Vous avez partagé sur vos réseaux sociaux la capture d’écran d’un message raciste. Vous l’avez reçu après le match nul de Lausanne à Bâle dimanche?
Oui, j’ai l’habitude de regarder les messages que j’ai reçus après le match, de mes proches ou de fans. J’ai trouvé celui d’un inconnu sur Instagram qui me traite de singe. C’est grave et ce qu’il l’est encore plus, c’est que c’est la deuxième fois en deux semaines que ça m’arrive. J’avais déjà reçu des insultes racistes après notre victoire à Saint-Gall fin novembre.
Qu’est-ce que vous avez ressenti à Bâle?
Une profonde tristesse. Nous sommes bientôt en 2022 et il y a toujours ce genre de comportements, cette mentalité de merde. Ce n’est pas normal.
Le football suisse a-t-il un problème de racisme?
Je ne dirais pas qu’il y a un problème généralisé. Cela fait trois ans que je suis en Suisse, et j’y ai rarement été confronté. Là par contre, ça fait deux fois d’affilée. Si cela se répète, c’est que les sanctions ne sont pas assez sévères. J’avais interpellé la ligue sur les réseaux après le premier message et je n’ai pas reçu de réponse. En restant silencieuse, en ne défendant pas les joueurs, la ligue prend le parti des racistes.
Pour vous, ce silence rend la ligue complice?

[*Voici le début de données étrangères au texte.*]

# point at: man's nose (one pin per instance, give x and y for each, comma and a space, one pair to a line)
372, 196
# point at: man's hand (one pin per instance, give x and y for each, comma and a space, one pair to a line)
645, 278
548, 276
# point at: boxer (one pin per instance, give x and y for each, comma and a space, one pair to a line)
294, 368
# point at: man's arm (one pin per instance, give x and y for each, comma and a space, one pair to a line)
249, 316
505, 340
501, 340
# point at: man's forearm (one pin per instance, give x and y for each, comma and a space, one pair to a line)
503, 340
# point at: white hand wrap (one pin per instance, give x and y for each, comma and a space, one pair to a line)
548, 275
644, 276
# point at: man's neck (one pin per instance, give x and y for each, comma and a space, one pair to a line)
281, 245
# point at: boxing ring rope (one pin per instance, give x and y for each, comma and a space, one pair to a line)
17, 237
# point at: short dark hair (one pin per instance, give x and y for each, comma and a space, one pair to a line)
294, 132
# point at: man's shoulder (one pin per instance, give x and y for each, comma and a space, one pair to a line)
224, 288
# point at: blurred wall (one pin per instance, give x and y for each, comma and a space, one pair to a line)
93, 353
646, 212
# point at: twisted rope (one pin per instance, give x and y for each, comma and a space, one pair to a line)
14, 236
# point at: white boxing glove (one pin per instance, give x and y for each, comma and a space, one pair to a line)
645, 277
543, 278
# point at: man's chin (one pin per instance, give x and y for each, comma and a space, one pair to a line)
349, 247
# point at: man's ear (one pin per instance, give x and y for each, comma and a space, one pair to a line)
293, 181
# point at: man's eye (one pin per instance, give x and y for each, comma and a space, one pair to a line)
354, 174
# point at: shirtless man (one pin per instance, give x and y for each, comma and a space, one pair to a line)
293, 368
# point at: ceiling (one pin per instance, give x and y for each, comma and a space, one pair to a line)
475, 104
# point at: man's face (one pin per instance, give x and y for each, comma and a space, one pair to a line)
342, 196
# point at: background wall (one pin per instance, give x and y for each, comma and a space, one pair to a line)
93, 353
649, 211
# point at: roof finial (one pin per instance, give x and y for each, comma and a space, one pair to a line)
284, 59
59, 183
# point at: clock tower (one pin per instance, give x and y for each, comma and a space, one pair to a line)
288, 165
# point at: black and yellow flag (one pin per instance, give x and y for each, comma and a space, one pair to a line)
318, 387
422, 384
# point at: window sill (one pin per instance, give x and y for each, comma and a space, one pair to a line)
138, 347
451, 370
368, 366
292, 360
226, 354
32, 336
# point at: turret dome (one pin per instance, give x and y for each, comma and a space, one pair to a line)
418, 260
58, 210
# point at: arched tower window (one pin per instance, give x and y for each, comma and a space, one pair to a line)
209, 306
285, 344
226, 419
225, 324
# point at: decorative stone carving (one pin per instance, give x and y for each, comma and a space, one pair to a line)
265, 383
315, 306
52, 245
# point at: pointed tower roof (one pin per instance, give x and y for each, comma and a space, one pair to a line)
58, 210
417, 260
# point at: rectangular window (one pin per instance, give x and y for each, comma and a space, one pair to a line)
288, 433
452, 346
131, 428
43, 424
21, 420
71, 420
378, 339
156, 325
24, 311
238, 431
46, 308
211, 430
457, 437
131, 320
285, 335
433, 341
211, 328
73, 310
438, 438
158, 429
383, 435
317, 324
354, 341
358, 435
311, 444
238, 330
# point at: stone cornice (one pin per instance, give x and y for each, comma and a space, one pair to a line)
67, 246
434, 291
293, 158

Oui, cela ne suffit plus de ne pas être raciste silencieusement. Il faut dénoncer activement le racisme. La ligue doit prendre des sanctions fortes.
Est-ce que ces événements vous dégoûtent du championnat suisse?
Dégoûté, c’est un grand mot mais ça me touche profondément. La Suisse m’a donné une deuxième chance. En arrivant à Lausanne, j’étais dans un moment très compliqué de ma carrière. C’est dommage que cette deuxième chance soit gâchée par des idiots.
Est-ce que l’auteur du premier message avait été identifié?
Oui, le Lausanne-Sport m’a dit qu’il avait été privé de stade pour une certaine période et qu’il a reçu une amende. Le plus triste dans cette histoire, c’est qu’il s’agit d’un enfant de 13 ans. Comment un gamin peut tenir de tels propos? On ne naît pas raciste, on le devient. Il a donc dû suivre «l’exemple» d’amis ou de sa famille.
Dans ces affaires, quel devrait être le rôle des clubs, et notamment du vôtre, le Lausanne-Sport?
Tous les clubs devraient communiquer et prendre publiquement position. Chaque équipe de Super League a des joueurs noirs dans son effectif. Si l’un d’entre eux est touché, tout le monde est touché. Est-ce qu’il va falloir que les joueurs fassent grève pour qu’on soit enfin écoutés, que la ligue agisse?
La grève, ce serait vraiment une option à vos yeux?
Oui, je pense qu’on pourrait arriver jusque-là. Ce serait un moyen fort de marquer les esprits. Ces actes racistes ne doivent plus arriver en 2022.
Est-ce possible de bannir le racisme des stades? Le football est le reflet de la société et ce phénomène existe malheureusement partout.
C’est vrai, il y a du racisme partout mais il faut que les gens qui s’en rendent coupables soient punis. Dans les stades, comme dans la rue. Tout le monde doit prendre parole contre le racisme.
C’est pour cela que vous avez accepté de parler aujourd’hui?
Oui, j’espère que cela aidera à une certaine prise de conscience. Grâce à ma communauté sur les réseaux, j’ai une voix qui est entendue et je compte bien l’utiliser. D’autres joueurs ont aussi vécu la même chose et n’ont rien dit. Par peur de ne pas être écouté, de ne pas être cru. Mais peu importe leur niveau ou leur popularité, tous les joueurs doivent dénoncer ce genre de messages.